We’ve been very lucky to be involved with the company in a changing capacity since the very early days when Parth — Skylo’s Founder and CEO — used his Stanford faculty-sponsored research project to focus on the future of machine-to-machine communications. There was a clear need; that much was obvious. Satellite communications was also not new — and it was expensive. But together we wondered what would happen if you could radically change the economics. What use cases open up if the prohibitive cost of satellite communication was no longer an issue? How could industries — like mining, agriculture, or oil and gas — with equipment in remote places become safer and more efficient?

Those questions sparked this ambitious project and its five-year arc.
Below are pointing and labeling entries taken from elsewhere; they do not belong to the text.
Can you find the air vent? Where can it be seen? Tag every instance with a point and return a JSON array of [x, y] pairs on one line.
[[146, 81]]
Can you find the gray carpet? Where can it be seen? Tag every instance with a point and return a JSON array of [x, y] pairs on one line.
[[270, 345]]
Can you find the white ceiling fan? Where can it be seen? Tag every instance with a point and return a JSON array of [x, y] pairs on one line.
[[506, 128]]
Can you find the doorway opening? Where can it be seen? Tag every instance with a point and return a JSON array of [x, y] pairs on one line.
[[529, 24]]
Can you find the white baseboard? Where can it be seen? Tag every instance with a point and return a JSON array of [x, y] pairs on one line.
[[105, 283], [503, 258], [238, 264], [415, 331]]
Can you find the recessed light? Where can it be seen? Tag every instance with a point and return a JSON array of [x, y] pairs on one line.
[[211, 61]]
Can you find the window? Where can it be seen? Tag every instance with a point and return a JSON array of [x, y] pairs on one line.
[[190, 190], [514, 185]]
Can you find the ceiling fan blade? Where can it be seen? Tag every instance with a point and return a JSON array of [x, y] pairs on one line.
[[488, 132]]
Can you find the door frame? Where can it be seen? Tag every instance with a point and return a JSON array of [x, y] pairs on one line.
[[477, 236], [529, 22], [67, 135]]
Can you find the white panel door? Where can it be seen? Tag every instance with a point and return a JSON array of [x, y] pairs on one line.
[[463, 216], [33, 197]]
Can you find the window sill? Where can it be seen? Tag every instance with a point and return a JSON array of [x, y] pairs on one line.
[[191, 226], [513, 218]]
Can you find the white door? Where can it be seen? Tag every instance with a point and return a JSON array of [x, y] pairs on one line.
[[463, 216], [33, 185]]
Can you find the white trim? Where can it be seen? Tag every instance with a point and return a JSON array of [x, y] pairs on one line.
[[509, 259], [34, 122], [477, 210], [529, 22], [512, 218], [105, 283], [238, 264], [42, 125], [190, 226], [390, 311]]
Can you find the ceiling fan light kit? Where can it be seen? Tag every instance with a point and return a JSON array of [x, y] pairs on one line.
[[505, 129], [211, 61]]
The initial focus was, “Can this work?” There was so much good, hard science that went into this endeavor and hands-on work. The team had to prove it could build inexpensive devices from the ground up — literally soldering them together, conducting drive testing, and completing propagation analysis. In some ways, it was straightforward: either the devices communicated with a satellite or they didn’t. Very different from a typical Internet company!

Over time, it became clear to Parth that the best path forward was building a new architecture around geostationary satellites. And that’s what he and the team did — from the start at Stanford through incubation at Innovation Endeavors and eventual funding. The results speak for themselves: this “old tech/new way” approach has made hardware and services affordable, as much as 99 percent (really!) cheaper with limitless application opportunities made possible by satellites.

Start-ups are often lauded by their investors as world-changing, so much so that it’s a groaner of a Silicon Valley cliche. But in this case, it’s true.

We can’t wait to see what Skylo does now.